I prefer this from the Turkey position but it has it's selling points for Russia as well. But basically as Turkey, if I get a fleet in the Black it never leaves.

The benefits of controlling the Black for conquering Sevastopol is obvious to a new player and well written about elsewhere, so we won't concern ourselves with it here. What's important is what comes after Sev falls.

Turkish armies are notoriously slow to reach the front lines. Without a convoy over the Black Sea, a newly raised army in Constantinople must move to Bulgaria in the spring and then Rumania in the fall. Then in the fall it can move into Galacia and onto the front lines of a succeeding-but-still-ongoing campaign against Austria.

But with a convoy you shave of a turn, a full 33% of transit time. But it's more than that. Perhaps you need two armies, or you want to portray yourself as nonthreatening to Austria right as the campaign is kicking off. An army raised in Ankara has it's transit time cut in half to get to Galicia. You can even get Armenia to Galicia in two turns, incredible.

The benefits also translate going from Turkey to Sev. Ankara to Armenia to Sev is cut in half, which can make a huge difference when you're trying to pump armies up to Moscow and Ukraine and beyond.

As I said, the benefits can also be prescribed to a Russia sitting in Black as a route between their conquered Anatolia provinces and Russia proper. And a fleet sitting in Black is a great defensive position to protect your southern possessions. But as most newly raised Russian units are heading east not south, and the convoy through Black generally doesn't play a large role when Turkey is contesting the invasion, the benefits definitely are weighted to the Turkish player, even if Russia (and Austria) should be aware of it.

Spain to Tuscany and Albania to Apulia

These two go together as they're performing the same purpose: invading mainland Italy when the land route is blocked, as it often is. Main culprits are a growing France or Turkey, but it's certainly possible England could be coming down on you, or an extremely ambitious Austria or Russia from the east. It is of course possible for Italy to use these convoys in reverse, and if the opportunity presents itself Italy definitely should. Spain is a supply center in and of itself, borders Portugal and Marseille (thus can 'open the door' for Piedmont to move in), and perhaps even more importantly borders Gascony, which is the Livonia of France. Albania is a little less devastating, not being a dot itself and 'only' touching one home center, but Serbia and Greece are nothing to sneer at.

Point being, forced to turtle back to its 'starting four', Italian players may overlook the two less 'critical' territories of Tuscany and Apulia, and you should punish them for it if they do. Sometimes even if they see it, there just aren't enough units to cover them: often the unit in the picture above isn't in Rome but in Venice, but either way the Italian player often lacks the ability to bounce its own units to protect Apulia especially.
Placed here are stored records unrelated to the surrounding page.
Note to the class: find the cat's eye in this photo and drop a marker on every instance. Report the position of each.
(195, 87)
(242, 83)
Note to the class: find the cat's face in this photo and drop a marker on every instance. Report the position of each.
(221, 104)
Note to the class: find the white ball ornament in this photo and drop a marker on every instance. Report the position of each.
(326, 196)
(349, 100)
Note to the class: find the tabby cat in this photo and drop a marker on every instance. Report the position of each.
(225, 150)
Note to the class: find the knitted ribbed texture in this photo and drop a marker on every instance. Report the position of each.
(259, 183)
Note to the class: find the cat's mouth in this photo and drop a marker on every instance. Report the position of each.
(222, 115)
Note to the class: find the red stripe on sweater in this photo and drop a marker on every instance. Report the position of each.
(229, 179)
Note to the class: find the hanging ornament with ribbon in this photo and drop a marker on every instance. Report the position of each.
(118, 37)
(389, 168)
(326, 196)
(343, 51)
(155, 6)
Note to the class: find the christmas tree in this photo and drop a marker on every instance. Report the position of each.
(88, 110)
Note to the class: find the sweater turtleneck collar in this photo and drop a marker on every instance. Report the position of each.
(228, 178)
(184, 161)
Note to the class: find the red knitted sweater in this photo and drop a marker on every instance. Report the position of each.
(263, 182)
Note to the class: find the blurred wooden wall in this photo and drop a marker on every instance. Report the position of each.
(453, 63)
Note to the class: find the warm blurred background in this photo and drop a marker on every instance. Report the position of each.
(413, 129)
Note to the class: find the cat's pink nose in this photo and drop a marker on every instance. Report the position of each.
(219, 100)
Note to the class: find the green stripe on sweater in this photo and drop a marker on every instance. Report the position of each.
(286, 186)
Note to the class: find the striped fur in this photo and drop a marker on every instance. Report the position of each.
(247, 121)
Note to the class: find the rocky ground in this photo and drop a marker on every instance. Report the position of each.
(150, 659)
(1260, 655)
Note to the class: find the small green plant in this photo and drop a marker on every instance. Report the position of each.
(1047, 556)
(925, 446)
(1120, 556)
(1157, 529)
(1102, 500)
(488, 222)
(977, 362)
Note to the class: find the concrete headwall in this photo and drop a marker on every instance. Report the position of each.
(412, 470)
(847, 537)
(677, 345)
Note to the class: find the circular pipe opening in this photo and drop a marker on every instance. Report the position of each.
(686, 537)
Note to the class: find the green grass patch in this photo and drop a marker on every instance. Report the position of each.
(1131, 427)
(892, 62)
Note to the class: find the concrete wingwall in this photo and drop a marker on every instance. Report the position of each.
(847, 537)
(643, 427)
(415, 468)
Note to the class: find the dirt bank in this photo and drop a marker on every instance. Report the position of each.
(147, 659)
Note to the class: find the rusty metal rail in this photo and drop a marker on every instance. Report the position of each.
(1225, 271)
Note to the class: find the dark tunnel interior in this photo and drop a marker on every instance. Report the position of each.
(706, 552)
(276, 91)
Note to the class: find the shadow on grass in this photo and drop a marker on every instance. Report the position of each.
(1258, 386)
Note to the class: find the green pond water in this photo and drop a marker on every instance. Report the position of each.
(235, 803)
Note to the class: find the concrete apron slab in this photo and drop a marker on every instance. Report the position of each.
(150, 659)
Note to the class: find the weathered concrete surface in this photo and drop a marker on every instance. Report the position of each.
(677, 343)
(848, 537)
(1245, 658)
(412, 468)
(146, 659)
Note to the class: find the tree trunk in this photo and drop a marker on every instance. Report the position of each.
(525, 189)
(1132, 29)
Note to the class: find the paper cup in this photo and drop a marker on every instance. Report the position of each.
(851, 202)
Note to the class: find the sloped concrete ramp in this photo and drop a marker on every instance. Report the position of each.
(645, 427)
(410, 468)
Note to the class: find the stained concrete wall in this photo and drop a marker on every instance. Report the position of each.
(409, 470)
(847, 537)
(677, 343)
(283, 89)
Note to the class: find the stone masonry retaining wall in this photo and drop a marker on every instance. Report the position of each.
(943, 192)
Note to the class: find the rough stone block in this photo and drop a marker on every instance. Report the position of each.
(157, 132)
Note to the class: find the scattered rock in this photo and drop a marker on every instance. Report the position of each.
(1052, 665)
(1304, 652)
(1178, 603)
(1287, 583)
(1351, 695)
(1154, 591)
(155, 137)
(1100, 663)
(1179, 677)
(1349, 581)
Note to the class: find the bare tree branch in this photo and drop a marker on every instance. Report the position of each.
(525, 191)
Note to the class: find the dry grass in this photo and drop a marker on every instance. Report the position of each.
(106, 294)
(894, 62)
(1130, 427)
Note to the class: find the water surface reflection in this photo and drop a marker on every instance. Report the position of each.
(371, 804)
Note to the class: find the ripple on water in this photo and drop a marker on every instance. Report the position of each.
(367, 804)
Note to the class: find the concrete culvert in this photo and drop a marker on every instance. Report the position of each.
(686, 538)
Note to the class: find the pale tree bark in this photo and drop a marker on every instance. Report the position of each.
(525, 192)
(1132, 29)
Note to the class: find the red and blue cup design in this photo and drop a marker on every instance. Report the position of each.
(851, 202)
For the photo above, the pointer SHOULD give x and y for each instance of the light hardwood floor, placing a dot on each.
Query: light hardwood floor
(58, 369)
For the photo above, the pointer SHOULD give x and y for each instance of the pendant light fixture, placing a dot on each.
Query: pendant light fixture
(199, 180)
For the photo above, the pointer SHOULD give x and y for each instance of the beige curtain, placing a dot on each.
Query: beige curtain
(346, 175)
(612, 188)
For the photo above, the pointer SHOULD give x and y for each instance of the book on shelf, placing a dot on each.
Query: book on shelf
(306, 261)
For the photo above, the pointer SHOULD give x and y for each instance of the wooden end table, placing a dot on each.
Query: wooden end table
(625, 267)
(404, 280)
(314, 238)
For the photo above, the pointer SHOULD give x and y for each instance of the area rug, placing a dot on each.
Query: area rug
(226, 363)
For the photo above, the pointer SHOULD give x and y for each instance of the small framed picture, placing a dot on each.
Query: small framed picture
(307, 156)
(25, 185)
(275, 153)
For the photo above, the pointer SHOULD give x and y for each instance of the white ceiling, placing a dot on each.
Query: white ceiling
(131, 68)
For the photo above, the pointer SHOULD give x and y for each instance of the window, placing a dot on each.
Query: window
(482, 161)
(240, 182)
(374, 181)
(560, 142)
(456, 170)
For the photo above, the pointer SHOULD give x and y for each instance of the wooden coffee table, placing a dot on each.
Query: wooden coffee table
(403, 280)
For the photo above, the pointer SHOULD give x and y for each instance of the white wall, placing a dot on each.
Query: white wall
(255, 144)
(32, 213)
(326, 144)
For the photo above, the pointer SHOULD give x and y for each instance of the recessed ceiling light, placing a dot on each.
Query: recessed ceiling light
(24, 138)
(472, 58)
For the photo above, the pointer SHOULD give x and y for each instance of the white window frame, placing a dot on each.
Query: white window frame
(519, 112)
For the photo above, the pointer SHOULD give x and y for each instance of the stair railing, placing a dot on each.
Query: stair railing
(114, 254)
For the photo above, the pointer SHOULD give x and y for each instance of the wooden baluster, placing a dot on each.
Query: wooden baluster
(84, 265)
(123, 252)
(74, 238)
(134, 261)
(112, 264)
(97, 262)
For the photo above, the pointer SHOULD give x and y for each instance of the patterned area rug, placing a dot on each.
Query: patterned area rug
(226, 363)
The geography of Italy in game terms means that Fleets on one side of the boot are nearly useless at defending the far side of it.

In my experience, the Apulia convoy tends to happen when there's not much you can do about it. But the Tuscany convoy can be particularly satisfying because more often than not you can force the Italian to focus on the obvious threat - Marseille to Piedmont - and convoy over right as he's congratulating himself for slamming the door shut just in time.

So there you have it. Four convoy routes that lack flash but have definite potential for massive success, as well as what you the potential victim should be on the lookout for. Good luck!